Aaron Burch is the author of How to Take Yourself Apart, How to Make Yourself Anew
TW: The design of ” seems almost part of the storytelling, can you tell me about the look of the book and its relationship to the content?
AB: The design and look of the book is totally Pank’s awesomeness, though i am obviously very, very happy with it. I love books that are well-designed (and that match the look to the feel of the text inside) and it is one of my favorite aspects of doing Hobart, working on cover designs and playing a little with interior layout. From the get-go, the Pank editors (Roxane Gay and Matt Seigel) had the idea of using images from an old medical and anatomy texts, what with the “language’s close attention to bodies, anatomy. Precision. Dissection. Diagraming. Exposing.” (Matt’s words)
We went through a handful of different images and configurations until we were all happy with it, and the collaboration and dialogue, I think, really helped pushed it to where it ended up.
TW: How did this manner of storytelling occur to you?
AB: I think, initially, I was purposefully trying to write something for elimae. I don’t really think of myself as much of a “language” writer, but I wanted to see what I could do with limited word count — how could I still get those childhood memories and reminiscing that I so often seem to fall into, into more clinical-sounding prose and without the length to give much context or really tell a full story. I wrote one or two and they seemed to come pretty easy and be really fun; then ACM was working on a bestiary issue and I had no ideas so i spent a few days reading online medieval bestiaries and remembered the ease and fun I’d had with the couple of “How To” shorts I’d written, so that’s when the last third of the book happened.

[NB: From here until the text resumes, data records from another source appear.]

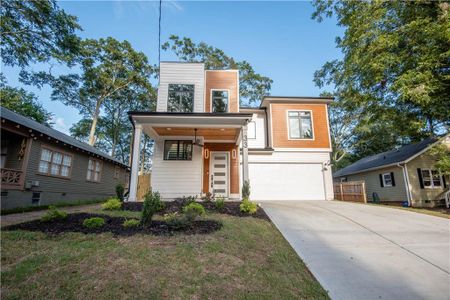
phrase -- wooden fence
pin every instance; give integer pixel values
(350, 191)
(144, 184)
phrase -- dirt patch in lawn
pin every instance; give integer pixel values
(74, 223)
(231, 208)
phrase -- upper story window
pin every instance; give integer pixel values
(251, 130)
(94, 170)
(219, 100)
(181, 98)
(300, 125)
(177, 150)
(55, 163)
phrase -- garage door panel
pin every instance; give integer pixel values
(277, 181)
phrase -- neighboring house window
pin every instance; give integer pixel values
(251, 130)
(55, 163)
(116, 172)
(177, 150)
(219, 101)
(300, 125)
(94, 170)
(387, 179)
(181, 98)
(431, 178)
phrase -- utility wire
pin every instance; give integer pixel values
(159, 36)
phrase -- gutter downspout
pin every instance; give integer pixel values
(406, 181)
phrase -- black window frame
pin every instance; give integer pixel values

TW: Many of these “How To’s” deal with physical alterations that, when taken literally, seem quite painful; yet there is often a sentiment that things will work out, or this is all for the best. Could you talk about growth and change and how they function in the context of your book? The results?
AB: Well. As I kind of hinted at above, I think a tip toward sentiment is my default when writing. And part of what became interesting to me while writing these shorts was how to balance the literal pain of dissection, pain, etc. with both a happy look back the past and also an optimistic look ahead.

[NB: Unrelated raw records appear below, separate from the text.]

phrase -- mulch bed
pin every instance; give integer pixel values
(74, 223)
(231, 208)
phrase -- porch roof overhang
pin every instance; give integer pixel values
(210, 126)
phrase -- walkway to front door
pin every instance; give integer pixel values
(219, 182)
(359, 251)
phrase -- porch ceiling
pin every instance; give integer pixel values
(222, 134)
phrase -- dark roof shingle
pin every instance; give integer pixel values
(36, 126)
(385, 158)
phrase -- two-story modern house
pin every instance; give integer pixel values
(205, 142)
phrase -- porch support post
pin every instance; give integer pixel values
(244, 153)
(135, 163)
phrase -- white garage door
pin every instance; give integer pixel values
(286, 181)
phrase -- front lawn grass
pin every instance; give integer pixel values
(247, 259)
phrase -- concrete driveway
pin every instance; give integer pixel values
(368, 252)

Funny side story that kind of but maybe not really relates to your question: I just recently went back and reread the very first story I ever had published (on eyeshot), and couldn’t believe when I found the line, “showing them how he could take himself apart and put him back together.”
I don’t know. I think one of the interesting things of having been writing stories for a good handful of years now is looking back at stuff and seeing what recurs and finding those fascinations that you weren’t really aware of. I guess I could say something like I believe, often, you have to be taken apart, by yourself or something else, and then be put back together to really grow/change/etc., and so I guess that was kind of what the book became about, though that’s the answer I put together just now for this interview; I’ve certainly never thought of it that prescriptively before, nor was it an intention when working the book.

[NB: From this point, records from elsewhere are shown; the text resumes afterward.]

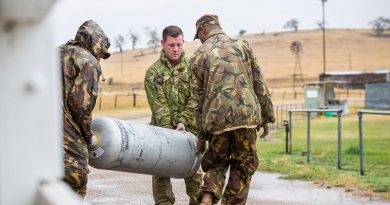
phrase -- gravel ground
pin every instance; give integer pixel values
(120, 188)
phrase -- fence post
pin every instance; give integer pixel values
(134, 99)
(116, 98)
(308, 136)
(360, 115)
(339, 139)
(290, 136)
(277, 116)
(100, 103)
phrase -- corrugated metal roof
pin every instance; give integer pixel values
(357, 72)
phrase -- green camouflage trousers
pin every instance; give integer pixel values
(236, 149)
(75, 160)
(162, 189)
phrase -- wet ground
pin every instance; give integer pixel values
(120, 188)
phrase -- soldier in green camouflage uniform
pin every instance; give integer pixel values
(80, 76)
(230, 99)
(167, 90)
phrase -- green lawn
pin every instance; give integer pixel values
(322, 168)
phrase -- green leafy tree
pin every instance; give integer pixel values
(134, 38)
(241, 32)
(379, 25)
(154, 39)
(293, 23)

TW: What books should “How To Take Yourself Apart…” be sitting amongst in the bookstore?
AB: Well, it’s a chapbook, so if it is in a bookstore at all, that’s a win, I think. On a “staff rec” shelf would be rad. I like the idea of people thinking it might be a self-help book or something and picking it up. I also kind of like the idea of it being among poetry books, mostly just because I in no way think of myself as a poet, and so I find that possibility amusing. I’m happy with it being among any books, really. Wherever people will pick it up, hopefully.